UNAC: Stop Obama’s Syria War
“There’s no basis for it, whatsoever: it’s against international law, it’s against UN conventions, it’s illegal, immoral and has to be stopped,” said Marilyn Levin, of the United National Anti-War Coalition, which has organized demonstrations against President Obama’s planned attack on Syria. “What they’re trying to do is regime change, to get a government that is compliant with the United States.”
POP Rallies Against “Re-Run” of Iraq Attack
The People’s Organization for Progress rallied against Obama’s war plans, in Newark, New Jersey. “Our opposition is in line with the Black community, which I am certain would oppose another war,” said POP chairman Larry Hamm. “But, it’s also important to note that a majority of the people in the country oppose it. This whole situation seems to be a re-run of the prelude to the war in Iraq.”
March on Washington Commemoration an “Obscenity”
The 50th anniversary of the March on Washington “was a government-corporate affair, sponsored by Pepsi-Cola, Coca-Cola and everybody that could give Al Sharpton and the people that were organizing that march a check,” said veteran South Carolina activist and writer Kevin Alexander Gray. “It was a farce, it was an obscenity. The people were props. There was no demand on the administration,” said Gray. “Sharpton is the administration’s yard dog.”
Denied Mic, Dream Defender Says Youth are “Ready” to Challenge System
Philip Agnew, a leader of the Dream Defenders occupying Florida’s State Capital, circulated the speech he would have given to the March on Washington crowd if he and other young people had not been cut from the speakers list: “I’d tell you that millions of young people and queer people and poor people and people of color are asking, What do we do with all this anger, this fear, this disappointment? For 50 years we’ve wandered and wondered: Where are the youth? … Peace over profit, revolution over revenue, and all peace and power to the people! Just watch – we’re ready.”
Fast Food Workers Press for Living Wage
Fast food workers held job actions at 1,000 locations in 60 cities last week, demanding a $15 an hour living wage and union representation. “We think that the real people mooching off the system are the corporations,” said Kyle Kordsmeier, an organizer with the Interfaith Workers Network, in Memphis. “If we paid people a living wage, it would save us healthcare costs, welfare, food stamps. Ultimately, what we’re fight for is for them to pick up that tab. They’re the ones who are stealing our money.”

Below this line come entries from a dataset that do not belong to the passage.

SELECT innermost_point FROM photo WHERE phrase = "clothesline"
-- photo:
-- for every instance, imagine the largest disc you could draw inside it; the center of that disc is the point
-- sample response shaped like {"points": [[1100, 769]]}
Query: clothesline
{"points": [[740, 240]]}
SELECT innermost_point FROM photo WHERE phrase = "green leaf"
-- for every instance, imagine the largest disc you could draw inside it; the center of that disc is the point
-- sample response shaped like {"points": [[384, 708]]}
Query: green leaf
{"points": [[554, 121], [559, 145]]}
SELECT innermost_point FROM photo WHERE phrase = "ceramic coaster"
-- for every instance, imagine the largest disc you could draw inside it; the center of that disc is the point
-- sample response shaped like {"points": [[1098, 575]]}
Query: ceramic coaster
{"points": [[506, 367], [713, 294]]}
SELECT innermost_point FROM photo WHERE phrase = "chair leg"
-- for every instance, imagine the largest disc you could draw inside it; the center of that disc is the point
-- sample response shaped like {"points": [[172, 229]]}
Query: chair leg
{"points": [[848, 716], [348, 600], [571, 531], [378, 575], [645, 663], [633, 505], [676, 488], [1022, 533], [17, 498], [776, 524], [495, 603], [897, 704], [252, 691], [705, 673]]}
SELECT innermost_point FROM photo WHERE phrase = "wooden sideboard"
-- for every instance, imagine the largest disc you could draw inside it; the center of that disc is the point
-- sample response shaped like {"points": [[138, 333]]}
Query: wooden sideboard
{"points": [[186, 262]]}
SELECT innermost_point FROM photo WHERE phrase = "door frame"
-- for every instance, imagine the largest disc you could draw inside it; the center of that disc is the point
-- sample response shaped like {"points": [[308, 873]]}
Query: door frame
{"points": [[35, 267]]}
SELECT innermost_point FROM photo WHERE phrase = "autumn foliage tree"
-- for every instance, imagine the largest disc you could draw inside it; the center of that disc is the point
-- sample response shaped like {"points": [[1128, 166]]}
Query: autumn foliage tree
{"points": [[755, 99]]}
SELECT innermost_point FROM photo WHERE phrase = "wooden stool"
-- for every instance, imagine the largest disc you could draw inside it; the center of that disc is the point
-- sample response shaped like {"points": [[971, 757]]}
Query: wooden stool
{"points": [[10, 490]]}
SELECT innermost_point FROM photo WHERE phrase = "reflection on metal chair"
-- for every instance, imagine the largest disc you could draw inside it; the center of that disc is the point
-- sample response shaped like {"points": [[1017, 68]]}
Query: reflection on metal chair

White Power, Black Pain in New Orleans
According to a report by Loyola University law professor Bill Quigley on the state of New Orleans, the city “is whiter than it was when Katrina hit, there’s more renters; there are jobs, but they’ve moved out to the suburbs,” and Teach for America instructors “have taken the jobs of primarily African American teachers whose union was broken and replaced by charter schools.” New Orleans’ city hall, city council and school board are all controlled by whites, although Blacks comprise a “technical” majority of the population, said Quigley, whose report is titled “Katrina Pain Index: New Orleans Eight Years Later.”
Will Banks be Bailed-Out, or Depositors Bailed-in?
British and American banking officials are drawing up plans to treat large depositors in U.S. banks as “investors” whose funds might be seized – “bailed-in” – in a financial crisis. Dodd-Frank legislation prohibits bailouts of banks with taxpayer money. However, Left Business Observer editor Doug Henwood says: “It stretches credulity to think that this government would ever let big investors, big depositors, big bondholders take major hits in a banking crisis. I am utterly convinced they would find some way around this law and save the skins of the well-heeled.”
Tiny Eritrea Maintains Self-Reliance
Zimbabwe and Eritrea, a small country of 6 million people on the Red Sea, are the only nations in Africa that have avoided entanglement with the U.S. Africa Military Command, AFRICOM. Eritrea also refuses so-called foreign “aid” in favor of national self-reliance. “It was critical to build a self-reliant state” after 30 years of war for independence, said Simon Tesfamariam, an Eritrean-American activist and writer, speaking on Your World News. “If you look within your own resources, you’ll find a way to make it. But, all this is impossible without the unity of the Eritrean people.”